A experiência moçambicana de Godard

Final de 1975. A revolução moçambicana está no auge. Ciente do poder da imagem, consolidado nos anos da guerrilha e influenciado pelas experiências concretas realizadas nos chamados países socialistas, uma das primeiras acções do governo da Frelimo, ainda em 1975, foi a criação do Instituto Nacional de Cinema (INC). O cinema é uma arma para a criação do Homem Novo que revolução glorifica. Para liderar o INC é chamado o cineasta Ruy Guerra, nascido em Moçambique, mas fora do país há 30 anos.

Jean-Luc Godard chega a Moçambique em 1978. Propõe ao governo moçambicano realizar uma série de cinco filmes chamados “Naissance (de l’image) d’une Nation” [“Nascimento (da imagem) de uma Nação”] e, simultaneamente, efectuar um estudo para a implantação da TV no país, tendo como base o uso do vídeo. Moçambique – um país em que 95% da população nunca tinha visto uma imagem audiovisual – revela-se o terreno ideal para a criação de uma televisão godardiana. O facto de o país ainda não está contaminado pelos conteúdos típicos das redes retransmissoras, surge como um grande atractivo para o cineasta. “Uma só imagem”, “o povo”, “a imagem desse povo”, escreve Godard no seu relatório.

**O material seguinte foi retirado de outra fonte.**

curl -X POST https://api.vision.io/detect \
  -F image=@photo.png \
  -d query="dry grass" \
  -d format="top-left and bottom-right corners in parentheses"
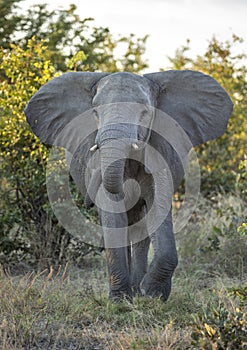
top-left (0, 193), bottom-right (246, 349)
top-left (0, 264), bottom-right (197, 350)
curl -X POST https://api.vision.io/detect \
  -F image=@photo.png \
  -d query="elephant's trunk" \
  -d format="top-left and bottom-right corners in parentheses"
top-left (100, 140), bottom-right (129, 194)
top-left (97, 124), bottom-right (135, 194)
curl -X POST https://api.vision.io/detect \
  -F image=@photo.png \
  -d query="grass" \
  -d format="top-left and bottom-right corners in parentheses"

O cineasta faz um contrato de dois anos, onde está previsto deslocar-se seis a sete vezes ao país para desenvolver a sua pesquisa. Contudo, a experiência não é bem sucedida. Ao cabo de seis meses, começam os problemas. Surgem dificuldades na operacionalização das actividades. Godard não fala português, o que complica muito a comunicação. A guerra civil, iniciada em 1976, abre novas frentes, o que dificulta a circulação em áreas rurais, onde está a população mais desligada da cultura audiovisual, o principal alvo do seu trabalho. Godard revela-se também uma forte preocupação com a necessidade de manutenção do equipamento. A decisão de interromper o projecto parte do próprio INC na pessoa de Ruy Guerra, para quem havia muita teorização e pouco resultado prático. O fim do projeto de Godard e da sua produtora, a Sonimage, marca um desencontro do cinema pós-colonial de Moçambique.